Well, I thought, there's no way Boris Papandopulo's Violin Concerto of 1943 fits in here, but it absolutely does. I took a punt on the recent cpo recording...
https://www.jpc.de/jpcng/cpo/detail/-/art/boris-papandopulo-klavierkonzert-nr-3/hnum/5892046
...and was absolutely amazed. It's a 46-minute, three-movement, resolutely tonal, gorgeously melodic, and highly coloured work of an almost Kongoldian magnificence.

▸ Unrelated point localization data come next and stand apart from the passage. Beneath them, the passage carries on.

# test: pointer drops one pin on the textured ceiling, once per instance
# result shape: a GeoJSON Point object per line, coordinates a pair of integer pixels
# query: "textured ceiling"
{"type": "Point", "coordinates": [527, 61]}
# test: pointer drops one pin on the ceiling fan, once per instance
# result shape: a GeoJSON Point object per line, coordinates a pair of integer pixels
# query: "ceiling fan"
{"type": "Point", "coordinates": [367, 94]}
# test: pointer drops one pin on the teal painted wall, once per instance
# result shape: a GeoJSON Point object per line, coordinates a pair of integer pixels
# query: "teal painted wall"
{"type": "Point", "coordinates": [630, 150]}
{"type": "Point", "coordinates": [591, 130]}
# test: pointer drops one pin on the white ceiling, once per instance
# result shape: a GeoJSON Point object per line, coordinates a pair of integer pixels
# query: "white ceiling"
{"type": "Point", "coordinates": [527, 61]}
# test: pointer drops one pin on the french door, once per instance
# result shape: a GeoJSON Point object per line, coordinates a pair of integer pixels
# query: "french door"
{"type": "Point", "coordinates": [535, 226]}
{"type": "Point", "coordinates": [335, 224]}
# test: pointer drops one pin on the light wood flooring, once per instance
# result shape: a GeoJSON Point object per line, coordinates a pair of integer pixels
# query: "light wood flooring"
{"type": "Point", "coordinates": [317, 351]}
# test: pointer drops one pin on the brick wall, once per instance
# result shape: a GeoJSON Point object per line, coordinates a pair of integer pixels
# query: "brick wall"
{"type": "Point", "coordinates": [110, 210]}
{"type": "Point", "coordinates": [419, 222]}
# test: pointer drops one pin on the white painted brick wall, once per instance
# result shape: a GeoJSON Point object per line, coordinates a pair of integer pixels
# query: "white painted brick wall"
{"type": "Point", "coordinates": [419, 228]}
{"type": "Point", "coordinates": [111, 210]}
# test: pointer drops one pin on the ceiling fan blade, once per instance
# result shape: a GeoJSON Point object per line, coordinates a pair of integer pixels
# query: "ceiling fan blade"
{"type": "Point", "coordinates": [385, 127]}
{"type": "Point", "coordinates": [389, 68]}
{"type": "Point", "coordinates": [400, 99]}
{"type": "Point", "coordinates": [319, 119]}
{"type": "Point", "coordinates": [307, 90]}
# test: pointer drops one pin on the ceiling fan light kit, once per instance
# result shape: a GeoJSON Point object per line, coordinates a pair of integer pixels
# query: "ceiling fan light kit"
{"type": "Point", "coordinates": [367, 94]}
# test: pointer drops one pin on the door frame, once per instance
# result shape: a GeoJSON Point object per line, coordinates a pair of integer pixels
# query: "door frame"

Has anyone else encountered this wonderful piece? My VC discovery of the year!

eschiss1

I don't think I have. I see two works of his are in our "download archive" including a different concerto, and he's been mentioned here a few times (including by someone as a "mediocre Croatian Jewish composer" - say what? brrrr. Irrelevant much?)

M. Yaskovsky

Yes I've bought this release. I found it stunning, Papandopulo is able to mix 10 different styles (jazz, late romanticism, neo classism) in one work but it never sounds patchy. I can recommend his 2nd piano concerto too; it has a wonderful central Ravelian movement. https://www.amazon.co.uk/Papandopulo-Concerto-Triendl-Soloists-777829-2/dp/B00L5TEMFE/ref=sr_1_2?s=music&ie=UTF8&qid=1513859210&sr=1-2&keywords=papandopulo

Alan Howe

There's no jazz or neo-classicism in his VC, though, which is a fully late-romantic work. The PCs sound rather different - and beyond the remit of UC.

Gareth Vaughan

I agree. The PCs (or at least No. 2 which is the only one I have heard in its entirety), though agreeable and interesting in their own right do not have, for me, the same attraction as the excerpts from the VC would seem to indicate that that work possesses to my ears. I wonder if his 1st PC is more in tune stylistically with the remit of this forum.

Revilod

I  know the Violin Concerto, though not well as yet. A very confidently written and colourful work but a little too rhapsodic for my taste and I'm not  sure there's enough music in the first movement to justify its length of 24 1/2 minutes. I probably need to listen to it several more times. I may have been listening to too much Medtner lately! (How can Jeremy Nicholas,  in the current "Gramophone" call his piano concertos "rhapsodic" and complain of a "lack of memorable melodies"? It beats me!)

Alan Howe

Mr Nicholas is probably making mental comparisons with Rachmaninov. If he is, he'll be thinking that you might as well forget the rest of the repertoire. Which is very silly indeed.